Throwing Shakespeare at the Taj Mahal… again!
Friday, December 25th, 2009
Yesterday, I was talking to a friend in a bar. I like bar talk – if it’s about more than women, football, cars and, these days, of course, also iPhones and Macs. It’s amazing how boring people can be about those things.
Still, when the alcohol starts to ripple (as of yet gently) through the brain, and the conversation flows from the latest Stephen King to the self-portraits of Rembrandt, by way of the Second World War and EU politics and the records of Miles Davis and who was and wasn’t in Casablanca…
… then, to me at least, it’s about the best of times beer & shots money can buy…
… and yes, there is a point to all of that and I’m slowly coming to it.

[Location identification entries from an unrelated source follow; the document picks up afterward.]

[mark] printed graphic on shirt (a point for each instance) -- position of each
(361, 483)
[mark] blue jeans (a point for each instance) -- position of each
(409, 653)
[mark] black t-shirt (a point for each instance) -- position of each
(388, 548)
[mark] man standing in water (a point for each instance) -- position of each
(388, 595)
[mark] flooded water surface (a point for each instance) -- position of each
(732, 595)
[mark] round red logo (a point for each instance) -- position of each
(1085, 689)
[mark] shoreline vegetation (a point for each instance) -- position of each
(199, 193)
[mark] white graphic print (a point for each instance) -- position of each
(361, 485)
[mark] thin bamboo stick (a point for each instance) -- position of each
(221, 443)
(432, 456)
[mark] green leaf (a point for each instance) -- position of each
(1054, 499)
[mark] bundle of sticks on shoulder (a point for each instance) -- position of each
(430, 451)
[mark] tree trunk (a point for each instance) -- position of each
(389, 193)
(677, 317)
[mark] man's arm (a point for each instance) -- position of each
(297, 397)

So, at one random point in the evening my friend mentioned that stolen corpse of the former Cyprus president Tassos Papadopoulos. I reminded him that stealing corpses has always been the favourite pastime of a select few morons & scoundrels and I was quite amazed to learn that my friend did not know about the theft of a way more famous corpse:
“Three months after Chaplin died on Christmas, 1977, his body was stolen in an effort to extort money from his family. Chaplin’s body was recovered 11 weeks later after the grave-robbers were captured. He is now buried under 6 feet of concrete to prevent further theft attempts.”
Anyway, I was reminded of these grave robbing tales when I came upon the following story, a bit earlier today:
“Three mysterious signatures on pages of parchment bound in leather and kept under lock and key may prove the theory that William Shakespeare was a secret Catholic who spent his “lost years” in Italy.”
Talk about digging up famous graves indeed. Still, Shakespeare’s dead body has been fucked with by God knows how many necrophiliacademic chancers, who try to sell us this, that or the other latest theory about him.
So, we get speculations about his portrait, his sexuality and even his gender. We get to read about all the reasons why Shakespeare couldn’t have written what he has written…
… and now we have yet another idiot claiming that Shakespeare was a catholic…
… which, of course, is trivial beyond all other trivial pursuits. It’s like the pursuit of happiness entwined with the quest for the fountain of youth, squared by the search for an honest MP.
The point of Shakespeare is not whether he was catholic, female, black, alien and/or bisexual.
The only point worth making is that the point of Shakespeare is that he is Shakespeare.
All other speculation is as senseless and unwelcome as a plastic replica of the Tower of Pisa, thrown at the Taj Mahal.